In terms of data security, Anhua Jinhe pioneered in China in 2017 by proposing a comprehensive technical support framework for data security underpinned by the concept of data security governance. Over the nine years since its establishment, Anhua Jinhe has developed this framework through continuous reflection on users’ data security risks and the distillation of practical data security protection cases. Its significance lies in the recognition that merely protecting data is not the ultimate goal; rather, data must be utilized securely and reasonably to maximize its value.

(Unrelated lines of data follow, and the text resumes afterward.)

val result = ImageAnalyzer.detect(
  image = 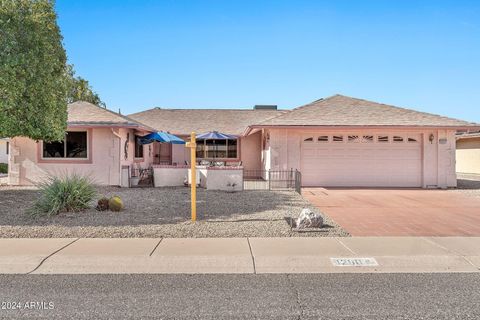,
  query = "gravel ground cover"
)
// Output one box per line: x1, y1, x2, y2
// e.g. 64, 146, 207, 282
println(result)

Traditional security protection is often based on zone isolation and the division of security domains. In contrast, data security governance is founded on data classification and grading, ensuring that data flows and is used in a reasonable and secure manner. Furthermore, while traditional security protection primarily targets external hackers and intruders, data security governance places greater emphasis on managing internal data users, ensuring they use data reasonably and in compliance with regulations, thereby creating value.


Security Defense Under the Big Data Architecture


Generally, after enterprise data is migrated to the cloud, it is divided into public and private segments. The Hadoop architecture is commonly adopted for data storage and sharing. Anhua Jinhe focuses on providing a comprehensive solution for secure data usage and sharing. For distributed computing platforms like Hadoop, Anhua Jinhe’s products have been appropriately adapted, ensuring that users’ data protection and usage experience remain consistent with that of traditional relational databases.


This includes security measures such as data acquisition, data ingestion, and data development and sharing within the Hadoop framework. Only by effectively implementing these measures can the normal operation of the big data framework be ensured throughout the entire process of data development and operations and maintenance (O&M).


In addition, Anhua Jinhe offers data encryption solutions for data storage. During the data development process, it provides corresponding data masking products, enabling developers to work with masked data rather than directly accessing real data. This ensures that even in the event of a data breach, the exposed information is not actual sensitive data.

 

Integration of Blockchain Technology and Cloud Security Technology


After several generations of development, blockchain technology has become relatively mature, yet its application scenarios in the healthcare industry remain to be fully explored. As a cloud service provider focused on data security in the healthcare sector, Anhua Jinhe is also exploring how cloud security can be integrated with blockchain. In Yang Haifeng’s view, the key areas of convergence between the two technologies will primarily lie in data encryption, the trustworthiness of audit data, and data provenance.


Currently, the application of blockchain in the healthcare industry is at a relatively early stage. True integration of the two involves many upstream and downstream related technologies. Anhua Jinhe has already initiated forward-looking collaborations with several telecommunications operators, aiming to achieve corresponding breakthroughs in this field in the near future.